Hypothesis: author valution would be greater than owner valuation, which would be greater than bidder valuation. This was true. Authors’ mean value was $22.90 (for chance to win $50); owners were $21.23; bidders were $10.38. So even with nonrival, incomplete alienation there was an endowment effect, but the author/owner difference was not significant. Maybe creating haiku in a couple of minutes is insufficient and externally motivated. What if we looked at internally motivated creators? Students at the Art Institute of Chicago who’d been working for months.

This time, a $100 prize. Painters: $74.59; owners $40.67; buyers $17.39—owners and buyers were in the same relation to each other as in the previous experiment. Painters were way out there. This is the creativity effect.
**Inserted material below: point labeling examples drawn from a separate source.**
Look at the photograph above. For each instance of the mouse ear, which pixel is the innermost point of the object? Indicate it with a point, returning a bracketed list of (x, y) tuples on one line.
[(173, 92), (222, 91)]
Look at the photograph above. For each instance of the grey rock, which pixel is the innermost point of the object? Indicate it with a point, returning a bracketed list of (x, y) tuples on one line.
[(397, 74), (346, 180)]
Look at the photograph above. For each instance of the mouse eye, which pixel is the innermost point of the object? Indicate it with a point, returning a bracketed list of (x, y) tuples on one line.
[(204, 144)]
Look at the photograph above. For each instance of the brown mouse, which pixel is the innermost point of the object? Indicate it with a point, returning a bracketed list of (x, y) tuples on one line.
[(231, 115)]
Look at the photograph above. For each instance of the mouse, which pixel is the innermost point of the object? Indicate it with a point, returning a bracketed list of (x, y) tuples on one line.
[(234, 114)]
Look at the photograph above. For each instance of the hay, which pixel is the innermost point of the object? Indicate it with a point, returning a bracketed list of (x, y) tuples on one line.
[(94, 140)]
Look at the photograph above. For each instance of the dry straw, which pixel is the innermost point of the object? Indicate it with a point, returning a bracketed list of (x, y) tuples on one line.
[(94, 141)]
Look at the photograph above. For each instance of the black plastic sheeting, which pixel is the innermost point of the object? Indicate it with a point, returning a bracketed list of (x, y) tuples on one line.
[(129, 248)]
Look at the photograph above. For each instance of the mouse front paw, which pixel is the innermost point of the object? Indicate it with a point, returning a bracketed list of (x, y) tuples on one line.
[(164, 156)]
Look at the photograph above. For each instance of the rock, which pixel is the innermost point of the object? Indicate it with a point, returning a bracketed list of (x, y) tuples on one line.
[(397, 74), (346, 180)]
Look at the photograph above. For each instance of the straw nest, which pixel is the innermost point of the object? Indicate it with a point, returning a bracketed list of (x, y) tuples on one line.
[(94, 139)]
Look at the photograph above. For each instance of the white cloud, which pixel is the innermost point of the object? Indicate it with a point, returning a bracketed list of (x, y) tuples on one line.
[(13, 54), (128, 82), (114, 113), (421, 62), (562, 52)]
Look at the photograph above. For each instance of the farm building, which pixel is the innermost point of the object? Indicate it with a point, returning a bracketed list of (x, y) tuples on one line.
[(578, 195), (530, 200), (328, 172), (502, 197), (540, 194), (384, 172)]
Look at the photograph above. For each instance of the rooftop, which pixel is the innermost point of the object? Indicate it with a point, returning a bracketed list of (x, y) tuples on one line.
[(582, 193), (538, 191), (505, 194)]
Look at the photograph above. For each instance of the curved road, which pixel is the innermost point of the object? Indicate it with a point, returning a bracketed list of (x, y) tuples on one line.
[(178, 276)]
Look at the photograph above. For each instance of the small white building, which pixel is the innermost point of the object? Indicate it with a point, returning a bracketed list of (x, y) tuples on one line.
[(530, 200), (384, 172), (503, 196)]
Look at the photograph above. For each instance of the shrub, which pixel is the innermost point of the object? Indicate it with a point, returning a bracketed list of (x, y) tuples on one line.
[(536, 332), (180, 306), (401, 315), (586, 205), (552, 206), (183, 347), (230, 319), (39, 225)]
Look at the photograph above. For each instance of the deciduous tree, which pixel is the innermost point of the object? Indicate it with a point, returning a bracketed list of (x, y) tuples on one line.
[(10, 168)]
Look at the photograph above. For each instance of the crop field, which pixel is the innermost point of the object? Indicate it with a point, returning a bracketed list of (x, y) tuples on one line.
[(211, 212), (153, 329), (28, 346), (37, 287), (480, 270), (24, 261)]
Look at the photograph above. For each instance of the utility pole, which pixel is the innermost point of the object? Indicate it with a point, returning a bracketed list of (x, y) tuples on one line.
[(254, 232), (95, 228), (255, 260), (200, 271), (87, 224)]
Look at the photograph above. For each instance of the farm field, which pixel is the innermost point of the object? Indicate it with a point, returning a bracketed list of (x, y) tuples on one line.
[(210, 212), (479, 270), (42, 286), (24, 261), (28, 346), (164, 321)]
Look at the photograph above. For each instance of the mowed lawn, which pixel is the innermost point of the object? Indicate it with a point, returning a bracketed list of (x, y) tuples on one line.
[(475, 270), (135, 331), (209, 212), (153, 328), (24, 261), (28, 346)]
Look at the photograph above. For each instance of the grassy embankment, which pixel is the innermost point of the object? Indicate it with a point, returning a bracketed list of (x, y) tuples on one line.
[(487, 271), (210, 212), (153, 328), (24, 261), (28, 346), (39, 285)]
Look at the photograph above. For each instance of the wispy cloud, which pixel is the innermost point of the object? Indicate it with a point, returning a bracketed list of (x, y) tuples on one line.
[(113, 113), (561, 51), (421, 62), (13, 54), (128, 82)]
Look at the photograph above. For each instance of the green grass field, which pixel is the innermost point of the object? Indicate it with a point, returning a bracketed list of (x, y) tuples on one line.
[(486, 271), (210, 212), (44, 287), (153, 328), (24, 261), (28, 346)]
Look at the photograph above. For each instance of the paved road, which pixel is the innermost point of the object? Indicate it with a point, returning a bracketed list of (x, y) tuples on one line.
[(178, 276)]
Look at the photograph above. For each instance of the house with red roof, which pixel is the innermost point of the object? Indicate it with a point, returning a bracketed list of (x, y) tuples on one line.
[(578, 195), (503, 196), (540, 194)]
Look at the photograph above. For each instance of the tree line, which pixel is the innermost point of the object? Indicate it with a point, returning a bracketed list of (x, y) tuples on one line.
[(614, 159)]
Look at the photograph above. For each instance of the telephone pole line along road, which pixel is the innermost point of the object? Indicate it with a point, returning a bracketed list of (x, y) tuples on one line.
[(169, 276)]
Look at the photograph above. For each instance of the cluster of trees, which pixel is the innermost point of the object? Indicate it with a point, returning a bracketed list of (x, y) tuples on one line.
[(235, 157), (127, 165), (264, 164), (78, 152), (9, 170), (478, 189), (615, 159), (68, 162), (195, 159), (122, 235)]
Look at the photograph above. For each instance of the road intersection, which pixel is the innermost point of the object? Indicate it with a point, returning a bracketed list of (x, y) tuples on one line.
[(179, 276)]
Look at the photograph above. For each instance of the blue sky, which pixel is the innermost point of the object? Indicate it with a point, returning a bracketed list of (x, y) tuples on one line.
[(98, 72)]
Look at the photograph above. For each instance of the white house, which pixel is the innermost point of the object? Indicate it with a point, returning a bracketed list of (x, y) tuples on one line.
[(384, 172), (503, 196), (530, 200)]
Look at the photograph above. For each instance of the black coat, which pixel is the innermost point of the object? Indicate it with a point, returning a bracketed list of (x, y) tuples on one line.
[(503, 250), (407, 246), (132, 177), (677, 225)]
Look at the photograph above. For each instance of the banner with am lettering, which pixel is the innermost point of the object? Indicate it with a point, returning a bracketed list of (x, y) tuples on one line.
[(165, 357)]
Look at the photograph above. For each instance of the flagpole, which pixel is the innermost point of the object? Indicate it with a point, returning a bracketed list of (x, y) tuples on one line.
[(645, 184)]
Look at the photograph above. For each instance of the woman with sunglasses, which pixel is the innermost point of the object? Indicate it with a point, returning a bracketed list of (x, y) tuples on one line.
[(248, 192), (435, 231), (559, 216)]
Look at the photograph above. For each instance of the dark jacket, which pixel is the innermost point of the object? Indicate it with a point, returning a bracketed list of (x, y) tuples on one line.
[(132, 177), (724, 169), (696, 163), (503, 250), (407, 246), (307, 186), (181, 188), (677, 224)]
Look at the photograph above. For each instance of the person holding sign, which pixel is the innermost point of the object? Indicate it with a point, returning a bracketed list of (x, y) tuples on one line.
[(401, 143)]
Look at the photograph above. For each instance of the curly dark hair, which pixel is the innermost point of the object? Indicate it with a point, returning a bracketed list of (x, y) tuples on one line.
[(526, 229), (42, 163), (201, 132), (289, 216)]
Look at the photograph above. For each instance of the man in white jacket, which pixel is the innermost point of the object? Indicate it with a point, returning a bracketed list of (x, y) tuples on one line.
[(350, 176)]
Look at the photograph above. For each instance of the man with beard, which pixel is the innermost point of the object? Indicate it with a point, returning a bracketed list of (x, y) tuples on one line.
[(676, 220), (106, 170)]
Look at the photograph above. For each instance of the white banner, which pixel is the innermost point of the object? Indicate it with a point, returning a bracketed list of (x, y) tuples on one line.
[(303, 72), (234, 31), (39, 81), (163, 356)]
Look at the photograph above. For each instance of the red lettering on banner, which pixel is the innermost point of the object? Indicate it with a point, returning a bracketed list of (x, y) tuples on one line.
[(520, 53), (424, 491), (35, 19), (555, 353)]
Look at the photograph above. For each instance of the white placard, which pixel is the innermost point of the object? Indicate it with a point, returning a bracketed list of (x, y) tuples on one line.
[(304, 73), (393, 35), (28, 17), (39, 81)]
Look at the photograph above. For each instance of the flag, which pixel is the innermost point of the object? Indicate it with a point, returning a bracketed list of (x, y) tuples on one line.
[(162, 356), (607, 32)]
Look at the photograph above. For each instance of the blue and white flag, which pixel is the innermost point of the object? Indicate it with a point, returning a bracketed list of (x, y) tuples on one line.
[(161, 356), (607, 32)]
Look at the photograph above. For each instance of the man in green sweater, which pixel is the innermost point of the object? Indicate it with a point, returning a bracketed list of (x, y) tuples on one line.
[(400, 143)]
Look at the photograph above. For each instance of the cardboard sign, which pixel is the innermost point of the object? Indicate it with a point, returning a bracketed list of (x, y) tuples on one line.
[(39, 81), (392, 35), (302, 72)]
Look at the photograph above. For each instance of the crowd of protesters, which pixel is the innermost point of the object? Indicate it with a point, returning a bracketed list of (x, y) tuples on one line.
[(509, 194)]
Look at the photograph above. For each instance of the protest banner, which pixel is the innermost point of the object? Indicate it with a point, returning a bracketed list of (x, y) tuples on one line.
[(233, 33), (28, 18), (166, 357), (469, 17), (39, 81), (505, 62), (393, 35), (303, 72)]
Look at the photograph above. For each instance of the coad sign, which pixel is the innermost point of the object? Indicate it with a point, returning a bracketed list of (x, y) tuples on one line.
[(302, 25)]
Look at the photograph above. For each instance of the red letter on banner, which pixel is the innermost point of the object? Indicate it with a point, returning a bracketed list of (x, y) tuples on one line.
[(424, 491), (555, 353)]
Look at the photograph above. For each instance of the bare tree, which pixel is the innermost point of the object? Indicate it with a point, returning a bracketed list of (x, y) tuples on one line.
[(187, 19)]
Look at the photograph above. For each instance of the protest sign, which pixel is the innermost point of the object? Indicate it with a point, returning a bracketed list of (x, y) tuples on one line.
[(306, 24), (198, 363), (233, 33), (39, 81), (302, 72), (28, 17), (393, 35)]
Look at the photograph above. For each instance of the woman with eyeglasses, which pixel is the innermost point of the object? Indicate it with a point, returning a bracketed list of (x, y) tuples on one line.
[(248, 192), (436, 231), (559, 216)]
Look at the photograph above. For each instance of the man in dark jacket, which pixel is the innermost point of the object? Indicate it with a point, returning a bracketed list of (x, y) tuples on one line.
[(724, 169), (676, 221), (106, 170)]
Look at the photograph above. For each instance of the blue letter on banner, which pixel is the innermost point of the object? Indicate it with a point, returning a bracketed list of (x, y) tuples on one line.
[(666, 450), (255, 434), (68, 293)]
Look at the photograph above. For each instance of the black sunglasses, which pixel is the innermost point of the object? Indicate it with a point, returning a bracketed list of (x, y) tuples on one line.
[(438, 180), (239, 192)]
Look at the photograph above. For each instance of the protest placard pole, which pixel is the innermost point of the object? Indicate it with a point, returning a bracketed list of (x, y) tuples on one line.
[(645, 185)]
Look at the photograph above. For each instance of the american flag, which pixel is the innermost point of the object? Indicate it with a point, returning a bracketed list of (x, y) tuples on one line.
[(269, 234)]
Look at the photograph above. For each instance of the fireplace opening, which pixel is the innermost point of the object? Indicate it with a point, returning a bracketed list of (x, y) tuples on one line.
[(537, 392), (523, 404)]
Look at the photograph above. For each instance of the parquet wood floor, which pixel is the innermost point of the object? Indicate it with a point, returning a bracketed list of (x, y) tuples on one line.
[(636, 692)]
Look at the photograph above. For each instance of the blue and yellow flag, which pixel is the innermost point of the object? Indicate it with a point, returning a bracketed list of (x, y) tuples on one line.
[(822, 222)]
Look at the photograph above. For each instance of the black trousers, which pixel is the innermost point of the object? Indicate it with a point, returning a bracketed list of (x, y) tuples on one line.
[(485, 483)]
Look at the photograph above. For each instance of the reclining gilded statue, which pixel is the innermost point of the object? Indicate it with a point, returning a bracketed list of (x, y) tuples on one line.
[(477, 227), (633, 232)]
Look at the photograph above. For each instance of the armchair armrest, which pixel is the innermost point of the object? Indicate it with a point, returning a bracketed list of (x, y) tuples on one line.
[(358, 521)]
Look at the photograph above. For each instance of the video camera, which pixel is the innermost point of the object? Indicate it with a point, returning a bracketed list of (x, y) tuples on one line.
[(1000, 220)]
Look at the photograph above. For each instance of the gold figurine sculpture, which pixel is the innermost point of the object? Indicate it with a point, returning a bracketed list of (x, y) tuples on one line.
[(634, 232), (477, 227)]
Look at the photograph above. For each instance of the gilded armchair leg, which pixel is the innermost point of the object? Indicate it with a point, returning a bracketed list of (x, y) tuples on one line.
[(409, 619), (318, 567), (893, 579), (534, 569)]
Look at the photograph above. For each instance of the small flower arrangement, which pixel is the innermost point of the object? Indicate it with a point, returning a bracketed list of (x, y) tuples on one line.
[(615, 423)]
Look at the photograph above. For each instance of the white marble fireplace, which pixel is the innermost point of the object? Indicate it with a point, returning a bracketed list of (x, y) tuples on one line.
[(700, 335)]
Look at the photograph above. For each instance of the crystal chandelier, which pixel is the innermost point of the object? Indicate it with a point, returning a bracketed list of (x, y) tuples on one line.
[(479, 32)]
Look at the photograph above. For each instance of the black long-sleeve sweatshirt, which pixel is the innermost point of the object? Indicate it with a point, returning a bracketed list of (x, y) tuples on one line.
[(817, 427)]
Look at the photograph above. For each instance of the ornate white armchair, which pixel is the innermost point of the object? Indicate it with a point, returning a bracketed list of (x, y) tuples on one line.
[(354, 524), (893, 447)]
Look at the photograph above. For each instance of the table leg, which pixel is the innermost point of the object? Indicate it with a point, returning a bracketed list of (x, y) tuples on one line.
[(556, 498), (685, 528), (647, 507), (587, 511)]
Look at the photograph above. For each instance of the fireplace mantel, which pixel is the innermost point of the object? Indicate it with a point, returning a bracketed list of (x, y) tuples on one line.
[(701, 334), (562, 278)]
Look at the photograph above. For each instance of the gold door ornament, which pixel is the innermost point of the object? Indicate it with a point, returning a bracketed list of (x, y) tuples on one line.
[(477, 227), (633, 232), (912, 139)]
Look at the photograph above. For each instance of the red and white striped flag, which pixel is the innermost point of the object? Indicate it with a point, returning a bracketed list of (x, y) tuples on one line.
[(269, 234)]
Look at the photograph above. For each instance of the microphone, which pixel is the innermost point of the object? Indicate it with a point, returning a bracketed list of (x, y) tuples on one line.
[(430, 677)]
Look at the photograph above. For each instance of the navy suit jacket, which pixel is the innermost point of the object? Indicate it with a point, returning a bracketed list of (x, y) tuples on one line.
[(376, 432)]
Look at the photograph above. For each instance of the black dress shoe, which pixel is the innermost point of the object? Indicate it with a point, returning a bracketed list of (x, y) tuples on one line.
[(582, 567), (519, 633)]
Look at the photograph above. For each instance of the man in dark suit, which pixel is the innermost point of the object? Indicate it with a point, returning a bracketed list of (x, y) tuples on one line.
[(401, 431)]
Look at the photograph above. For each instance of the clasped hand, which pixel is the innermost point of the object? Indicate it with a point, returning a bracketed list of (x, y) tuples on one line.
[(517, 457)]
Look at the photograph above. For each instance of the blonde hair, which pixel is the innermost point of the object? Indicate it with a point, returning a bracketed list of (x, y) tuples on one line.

But why? That may determine our normative response. Emotional attachment; labor; regret aversion; optimism. Hard to figure out what to do with the first two. Clearly there’s more labor and emotional attachment in the painters, but within the class of painters neither more labor nor more emotional attachment predicted valuation. Instead the relationship would have to be binary: on-off. Regret aversion doesn’t seem to play a huge role. Optimism seems key: painters thought they had 52.8% chance of winning the prize. Owners were at 41.9%; buyers 31.8%. Irrationality about quality is high.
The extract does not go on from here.